Die Kampagne verläuft relativ diskret und im Windschatten dessen, was die anderen Parteien tun. Auf Pariser Stadtgebiet tritt der Front National nur selten mit Personen in öffentliche Erscheinung, wenn es darum geht, in diesen Wochen für die französischen Kommunalparlamentswahlen zu werben. Letztere finden in ganz Frankreich am 23. und 30. März, in zwei Durchgängen, statt. Um Reibungsflächen zu vermeiden, bleibt die rechtsextreme Partei jedenfalls in der Hauptstadt im Hintergrund.

Denn wo der FN dann doch offen auftritt, etwa mit Flugzettelverteilern wie am Ende der ersten Märzwoche bei der Pariser Métro-Station La Chapelle – mitten in einem stark migrantisch geprägten Viertel, oder drei Tage vor der Wahl beim Rathaus des 18. Bezirks  – , kommt es mitunter zu Aufläufen oder Zwischenfällen mit Antifaschisten. Um nur nicht in den Geruch einer Radaupartei zu kommen, ziehen die Rechtsextremen deswegen andere Methoden statt Straßenwahlkampf vor. Neben Haustürbesuchen zählen dazu vor allem diverse Taktiken, das eigene Wahlwerbematerial gut sichtbar unter den Augen der Öffentlichkeit zu präsentieren, ohne dass es durch Personen feilgeboten werden müsste. Da werden Wahlflugblätter scheinbar unauffällig in der Telefonzelle „vergessen“ oder auf Sitzbänken ausgebreitet, Programme auf dem Boden etwa unweit von Zeitungskiosken liegen gelassen. Themenbezogene Flyer werden an schwer zugängliche, aber gut sichtbare Stellen geklemmt wie hinter die Glasscheibe auf der äußeren Rückwand von Bushaltestellen – wie in dem Fall gegen die Fahrpreiserhöhung durch die jüngst erfolgte Anhebung der Mehrwertsteuer. Um sie dort zu platzieren, ist ein spezieller Schraubenschlüssel erforderlich. Ergänzt wird das Ganze durch Wahlkampf im Internet und mit Videos.

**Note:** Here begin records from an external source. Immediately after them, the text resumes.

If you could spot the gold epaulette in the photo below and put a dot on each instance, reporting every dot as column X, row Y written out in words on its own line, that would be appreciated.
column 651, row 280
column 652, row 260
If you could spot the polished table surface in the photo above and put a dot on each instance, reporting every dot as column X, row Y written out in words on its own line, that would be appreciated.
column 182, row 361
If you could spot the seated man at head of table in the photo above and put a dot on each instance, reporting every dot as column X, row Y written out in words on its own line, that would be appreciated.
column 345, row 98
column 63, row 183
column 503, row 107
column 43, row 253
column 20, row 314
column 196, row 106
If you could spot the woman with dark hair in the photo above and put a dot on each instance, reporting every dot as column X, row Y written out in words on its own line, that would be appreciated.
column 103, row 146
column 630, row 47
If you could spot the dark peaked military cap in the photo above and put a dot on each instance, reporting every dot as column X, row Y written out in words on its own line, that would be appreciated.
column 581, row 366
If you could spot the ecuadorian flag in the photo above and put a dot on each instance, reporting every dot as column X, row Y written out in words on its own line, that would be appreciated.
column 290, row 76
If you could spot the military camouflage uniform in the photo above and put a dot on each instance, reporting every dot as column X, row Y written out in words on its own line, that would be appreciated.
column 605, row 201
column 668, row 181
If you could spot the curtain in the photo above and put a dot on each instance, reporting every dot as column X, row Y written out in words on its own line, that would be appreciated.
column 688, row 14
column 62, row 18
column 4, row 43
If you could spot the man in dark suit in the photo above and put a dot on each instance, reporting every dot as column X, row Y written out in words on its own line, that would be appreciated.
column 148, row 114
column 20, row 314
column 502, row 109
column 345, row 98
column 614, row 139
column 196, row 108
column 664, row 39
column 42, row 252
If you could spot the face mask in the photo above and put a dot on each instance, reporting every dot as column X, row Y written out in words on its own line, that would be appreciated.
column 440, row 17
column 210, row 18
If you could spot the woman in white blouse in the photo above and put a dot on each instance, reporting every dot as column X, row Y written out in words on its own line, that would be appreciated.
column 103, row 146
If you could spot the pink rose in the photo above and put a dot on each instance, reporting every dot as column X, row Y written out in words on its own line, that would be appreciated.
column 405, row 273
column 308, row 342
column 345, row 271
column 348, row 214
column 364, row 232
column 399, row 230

In Paris schlägt der Front National ein vierzig Seiten umfassendes Programm vor, das an dem kleinen Detail krankt, dass mit keiner einzigen Zahl auf die angeblichen Finanzierungsmöglichkeiten der versprochenen Maßnahmen – mehr Polizei, mehr Sauberkeit, mehr Sicherheit – eingegangen wird. Das wirkt in den Augen der Presse nicht gar so sehr nach bürgerlicher Seriosität wie erhofft. Präzise wird die rechtsextreme Partei vor allem dort, wo es um behauptete Einsparmöglichkeiten geht. Während des sechsjährigen Mandats des nächsten Stadtparlaments will der FN laut Programm 163 Millionen Euro allein in der Hauptstadt einsparen. Zusammengestrichen werden soll die Finanzierung für Sozialeinrichtungen, Stadtteilzentren, die Beihilfen für Kultur und für NGOs. Und natürlich soll laut Programm bei „Ausländervereinen“ massiv gespart werden. „25 bis 30 Prozent“ des Sozialwohnungsbestands der Stadt sollen an Private verkauft werden.

Paris ist jedoch sicherlich nicht die Hochburg des Front National, der als sein Wahlziel in der Hauptstadt zehn Prozent ausgibt – ein Ergebnis, das, falls es erreicht worden wäre, deutlich unter den Durchschnittswerten der Partei bei den letzten landesweiten Wahlgängen gelegen hätte. Seit nunmehr 25 Jahren ist der FN in Paris deutlich unterrepräsentiert.

Real wurden es in Paris dann jedoch „nur“ 6,26 % für den Front National. Im Gegensatz dazu schnitt er in der südfranzösischen Metropole Marseille, mit einem stadtweiten Durchschnittsergebnis in Höhe von 23,16 %, erheblich stärker ab.